Hai un idolo sportivo?

«Rimanendo nel mondo del calcio sono stata innamorata per tanti anni di Alessandro Del Piero: capitano esempio di stile e correttezza, giocatore strepitoso e uomo bellissimo, ho seguito tutte le sue partite: ricordo ancora l’emozione al suo gol alla Germania ai mondiali del 2006! Al di là del calcio, nutro grandissima ammirazione per Federica Pellegrini, una campionessa eccezionale in grado di vincere praticamente tutto e trovare sempre nuovi stimoli per raggiungere nuovi traguardi: ha attraversato diversi momenti difficili nella sua carriera ma ne è uscita ogni volta più forte e motivata. Un’icona di stile anche al di fuori della piscina: l’abbiamo vista in diversi programmi televisivi e sfilare nelle passerelle di moda rafforzando la sua immagine. Credo sia un aspetto importante per farsi conoscere, perché purtroppo, spesso, non basta essere dei campioni assoluti nel proprio sport per essere conosciuti, eccezion fatta per il calcio maschile. Questo è un peccato perché campioni del genere dovrebbero essere usati come esempio di sport per i giovani, per dare motivazioni e trasmettere valori».

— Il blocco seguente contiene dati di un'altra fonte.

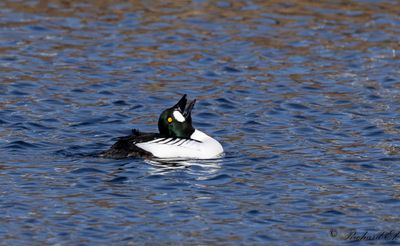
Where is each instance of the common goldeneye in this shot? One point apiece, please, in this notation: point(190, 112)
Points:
point(177, 138)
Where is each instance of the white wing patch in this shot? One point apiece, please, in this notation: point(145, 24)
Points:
point(178, 116)
point(200, 146)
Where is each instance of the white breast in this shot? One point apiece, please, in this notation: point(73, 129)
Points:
point(200, 146)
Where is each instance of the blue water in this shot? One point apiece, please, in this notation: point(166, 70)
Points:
point(302, 95)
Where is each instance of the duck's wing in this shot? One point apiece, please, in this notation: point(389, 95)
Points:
point(126, 146)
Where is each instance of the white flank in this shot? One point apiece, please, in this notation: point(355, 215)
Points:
point(178, 116)
point(205, 147)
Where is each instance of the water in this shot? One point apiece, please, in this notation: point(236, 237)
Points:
point(302, 95)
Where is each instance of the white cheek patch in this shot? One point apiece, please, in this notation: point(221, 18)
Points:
point(178, 116)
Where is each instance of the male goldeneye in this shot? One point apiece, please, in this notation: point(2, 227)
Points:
point(177, 138)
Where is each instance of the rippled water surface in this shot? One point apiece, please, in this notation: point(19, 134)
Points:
point(304, 97)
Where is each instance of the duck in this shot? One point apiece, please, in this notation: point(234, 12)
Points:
point(176, 139)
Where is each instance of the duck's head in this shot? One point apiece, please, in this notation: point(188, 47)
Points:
point(176, 122)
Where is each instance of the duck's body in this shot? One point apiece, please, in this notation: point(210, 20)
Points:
point(177, 139)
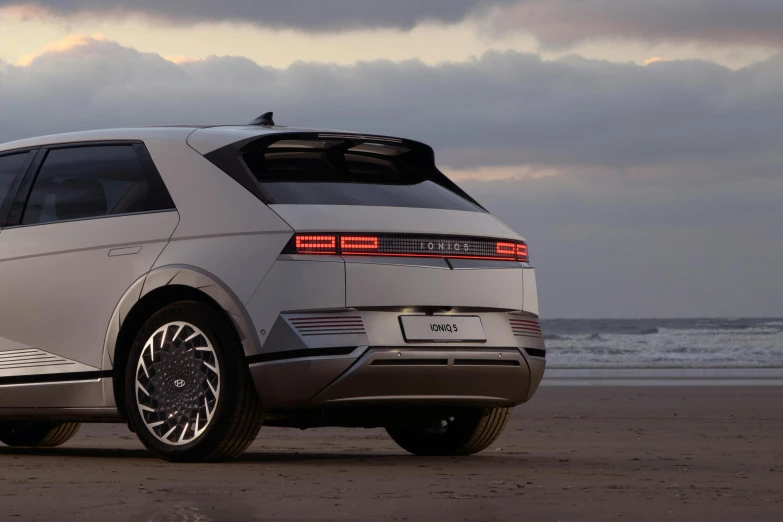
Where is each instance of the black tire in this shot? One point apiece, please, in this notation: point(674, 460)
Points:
point(466, 433)
point(37, 434)
point(236, 414)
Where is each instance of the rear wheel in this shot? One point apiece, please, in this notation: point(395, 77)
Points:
point(464, 433)
point(37, 434)
point(190, 395)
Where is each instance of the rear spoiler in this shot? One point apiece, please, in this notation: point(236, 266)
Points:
point(230, 157)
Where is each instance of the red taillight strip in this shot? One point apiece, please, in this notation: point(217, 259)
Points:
point(349, 244)
point(522, 253)
point(505, 249)
point(368, 245)
point(312, 244)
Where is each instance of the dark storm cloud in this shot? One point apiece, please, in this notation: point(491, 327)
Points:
point(505, 108)
point(562, 23)
point(666, 197)
point(308, 15)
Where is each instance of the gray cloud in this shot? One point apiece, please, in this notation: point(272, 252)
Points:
point(562, 23)
point(310, 15)
point(667, 201)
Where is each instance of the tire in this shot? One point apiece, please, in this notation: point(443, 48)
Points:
point(189, 393)
point(37, 434)
point(466, 433)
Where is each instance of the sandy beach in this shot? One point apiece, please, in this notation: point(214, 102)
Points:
point(573, 453)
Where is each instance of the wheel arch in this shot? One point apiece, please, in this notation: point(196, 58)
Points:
point(157, 289)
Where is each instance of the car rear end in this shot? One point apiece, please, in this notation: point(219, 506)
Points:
point(396, 290)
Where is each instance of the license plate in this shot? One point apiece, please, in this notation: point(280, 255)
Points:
point(442, 329)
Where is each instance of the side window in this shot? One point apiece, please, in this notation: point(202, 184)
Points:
point(93, 181)
point(10, 168)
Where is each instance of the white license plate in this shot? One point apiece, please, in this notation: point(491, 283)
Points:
point(442, 329)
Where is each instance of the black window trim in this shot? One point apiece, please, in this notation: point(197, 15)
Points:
point(7, 203)
point(17, 208)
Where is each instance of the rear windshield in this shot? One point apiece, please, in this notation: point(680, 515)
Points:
point(352, 172)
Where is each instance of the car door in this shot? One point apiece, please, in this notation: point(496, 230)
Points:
point(89, 220)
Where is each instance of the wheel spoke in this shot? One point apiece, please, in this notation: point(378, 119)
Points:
point(171, 387)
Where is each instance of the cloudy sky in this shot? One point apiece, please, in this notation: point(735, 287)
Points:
point(636, 144)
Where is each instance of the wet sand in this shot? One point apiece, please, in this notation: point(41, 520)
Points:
point(573, 453)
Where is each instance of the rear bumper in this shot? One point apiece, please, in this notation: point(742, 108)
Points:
point(400, 376)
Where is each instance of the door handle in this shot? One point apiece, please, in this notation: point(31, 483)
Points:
point(125, 251)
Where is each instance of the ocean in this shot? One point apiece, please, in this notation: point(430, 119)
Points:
point(664, 343)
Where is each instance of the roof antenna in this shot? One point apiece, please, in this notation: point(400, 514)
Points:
point(265, 120)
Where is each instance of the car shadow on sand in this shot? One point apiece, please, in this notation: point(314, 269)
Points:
point(261, 457)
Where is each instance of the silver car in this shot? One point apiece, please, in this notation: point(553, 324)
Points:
point(196, 282)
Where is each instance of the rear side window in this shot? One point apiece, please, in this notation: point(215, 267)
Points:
point(94, 181)
point(351, 172)
point(10, 168)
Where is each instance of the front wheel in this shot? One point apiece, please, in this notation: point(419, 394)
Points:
point(190, 397)
point(37, 434)
point(464, 433)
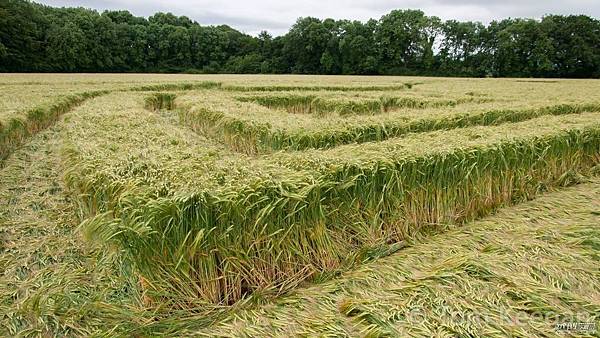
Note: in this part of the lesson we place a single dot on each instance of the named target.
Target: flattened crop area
(200, 198)
(225, 192)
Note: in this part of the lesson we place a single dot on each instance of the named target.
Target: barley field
(232, 205)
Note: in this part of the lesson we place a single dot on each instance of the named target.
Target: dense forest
(38, 38)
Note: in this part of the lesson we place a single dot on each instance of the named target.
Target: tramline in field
(221, 190)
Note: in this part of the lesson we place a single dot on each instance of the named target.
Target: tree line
(38, 38)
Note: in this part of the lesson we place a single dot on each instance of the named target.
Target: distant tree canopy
(38, 38)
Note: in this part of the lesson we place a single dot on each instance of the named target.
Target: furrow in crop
(15, 130)
(254, 137)
(217, 228)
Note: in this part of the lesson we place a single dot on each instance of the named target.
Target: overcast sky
(276, 16)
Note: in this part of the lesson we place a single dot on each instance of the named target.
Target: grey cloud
(277, 16)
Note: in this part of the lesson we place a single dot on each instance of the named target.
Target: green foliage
(40, 38)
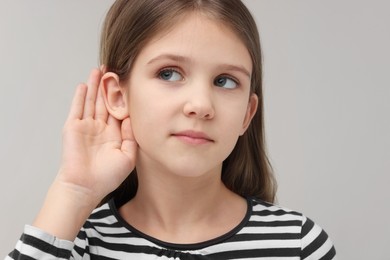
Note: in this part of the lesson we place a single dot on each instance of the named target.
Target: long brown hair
(130, 24)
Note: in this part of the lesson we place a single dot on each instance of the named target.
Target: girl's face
(189, 97)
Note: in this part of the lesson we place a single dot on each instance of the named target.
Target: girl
(178, 105)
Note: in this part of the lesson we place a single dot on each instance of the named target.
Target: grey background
(327, 93)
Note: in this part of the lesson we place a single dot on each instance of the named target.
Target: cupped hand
(99, 151)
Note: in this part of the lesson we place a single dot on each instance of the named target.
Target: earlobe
(114, 96)
(250, 112)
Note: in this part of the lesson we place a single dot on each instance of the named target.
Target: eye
(225, 82)
(170, 75)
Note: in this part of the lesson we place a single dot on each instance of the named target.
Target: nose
(199, 103)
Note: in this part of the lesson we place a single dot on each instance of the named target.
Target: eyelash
(173, 69)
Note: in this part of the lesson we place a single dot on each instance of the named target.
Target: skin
(176, 119)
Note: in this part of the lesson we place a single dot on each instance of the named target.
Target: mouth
(193, 137)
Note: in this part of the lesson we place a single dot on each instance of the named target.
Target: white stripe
(311, 236)
(320, 252)
(123, 255)
(120, 240)
(255, 244)
(112, 230)
(270, 230)
(111, 219)
(269, 218)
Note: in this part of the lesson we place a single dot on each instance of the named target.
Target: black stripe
(270, 236)
(277, 223)
(45, 247)
(279, 212)
(267, 252)
(18, 256)
(330, 255)
(307, 226)
(316, 244)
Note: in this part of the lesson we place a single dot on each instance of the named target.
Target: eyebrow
(182, 59)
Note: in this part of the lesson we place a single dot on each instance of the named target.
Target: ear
(114, 96)
(250, 112)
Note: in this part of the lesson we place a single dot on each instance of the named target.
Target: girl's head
(132, 24)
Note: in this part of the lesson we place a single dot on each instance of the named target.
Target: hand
(99, 151)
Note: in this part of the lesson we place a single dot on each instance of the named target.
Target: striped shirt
(266, 232)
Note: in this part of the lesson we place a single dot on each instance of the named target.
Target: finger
(100, 108)
(112, 121)
(126, 130)
(129, 144)
(77, 107)
(93, 84)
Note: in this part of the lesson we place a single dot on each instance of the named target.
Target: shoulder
(289, 225)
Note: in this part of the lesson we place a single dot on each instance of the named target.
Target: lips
(193, 137)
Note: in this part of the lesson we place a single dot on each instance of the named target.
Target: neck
(176, 208)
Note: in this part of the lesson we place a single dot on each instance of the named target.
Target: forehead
(201, 38)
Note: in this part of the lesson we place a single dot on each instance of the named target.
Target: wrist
(65, 210)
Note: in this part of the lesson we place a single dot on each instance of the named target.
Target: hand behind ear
(99, 151)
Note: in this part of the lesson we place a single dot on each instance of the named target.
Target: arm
(98, 154)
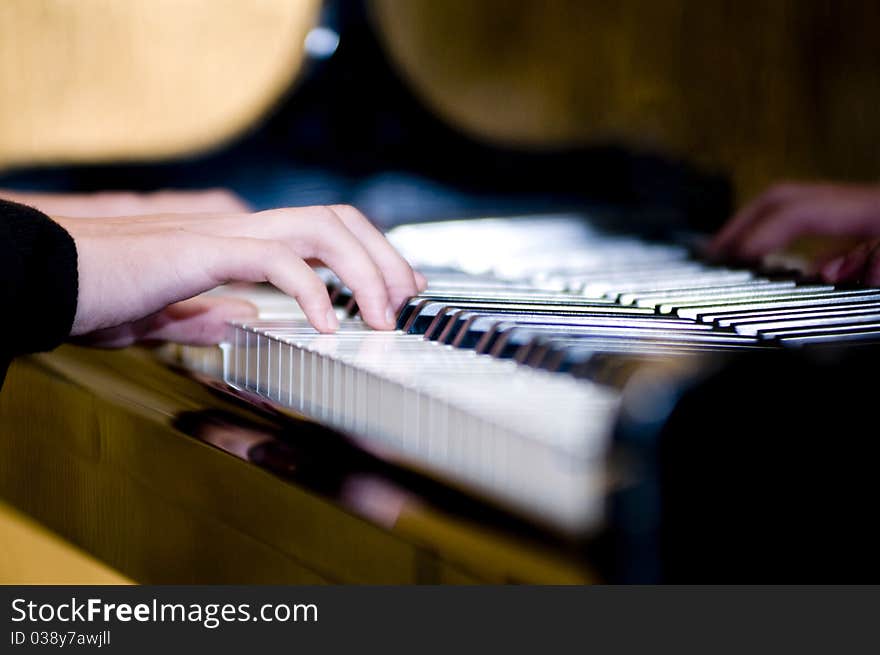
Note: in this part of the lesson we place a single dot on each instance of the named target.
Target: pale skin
(788, 211)
(135, 269)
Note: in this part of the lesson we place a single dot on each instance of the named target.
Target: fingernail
(832, 269)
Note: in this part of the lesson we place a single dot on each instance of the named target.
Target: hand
(126, 203)
(860, 266)
(131, 269)
(788, 211)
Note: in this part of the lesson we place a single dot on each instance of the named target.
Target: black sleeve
(38, 282)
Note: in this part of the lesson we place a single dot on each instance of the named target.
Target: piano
(565, 403)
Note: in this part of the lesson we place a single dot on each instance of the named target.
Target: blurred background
(423, 109)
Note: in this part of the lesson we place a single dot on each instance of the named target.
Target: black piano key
(484, 330)
(708, 311)
(759, 327)
(756, 289)
(673, 304)
(784, 334)
(738, 318)
(850, 336)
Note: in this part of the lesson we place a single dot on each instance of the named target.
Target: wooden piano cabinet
(165, 480)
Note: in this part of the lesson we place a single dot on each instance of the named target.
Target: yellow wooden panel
(98, 80)
(31, 554)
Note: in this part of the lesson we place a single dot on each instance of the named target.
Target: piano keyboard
(496, 380)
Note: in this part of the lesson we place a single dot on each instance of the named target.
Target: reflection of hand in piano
(132, 267)
(789, 211)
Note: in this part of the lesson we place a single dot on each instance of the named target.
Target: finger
(399, 277)
(260, 260)
(779, 228)
(849, 267)
(871, 275)
(329, 240)
(766, 203)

Il Covid ci sta cambiando la vita: come vedi il futuro?

«Il Covid sta mettendo alla prova tutti noi: è un momento difficile perché si ammalano sempre più persone con le conseguenze più disparate, dagli asintomatici a chi deve sperare di trovare un posto letto in ospedale. Molti settori sono stati penalizzati drammaticamente dal punto di vista economico e sarà poi difficile rialzarsi, io che lavoro nell’ambito sportivo non vedo un futuro molto roseo per me e per i miei colleghi viste le nuove ordinanze. I prossimi saranno mesi complicati, bisogna che tutti facciano la propria parte, essere responsabili e attenti anche se ci sono abitudini che non è facile abbandonare: le cene in compagnia, i momenti di festa con amici e parenti, l’abbraccio di una persona cara. Io non perdo comunque la fiducia, spero di tornare presto a fare il mio lavoro con i bambini in serenità, per il momento si tiene duro!».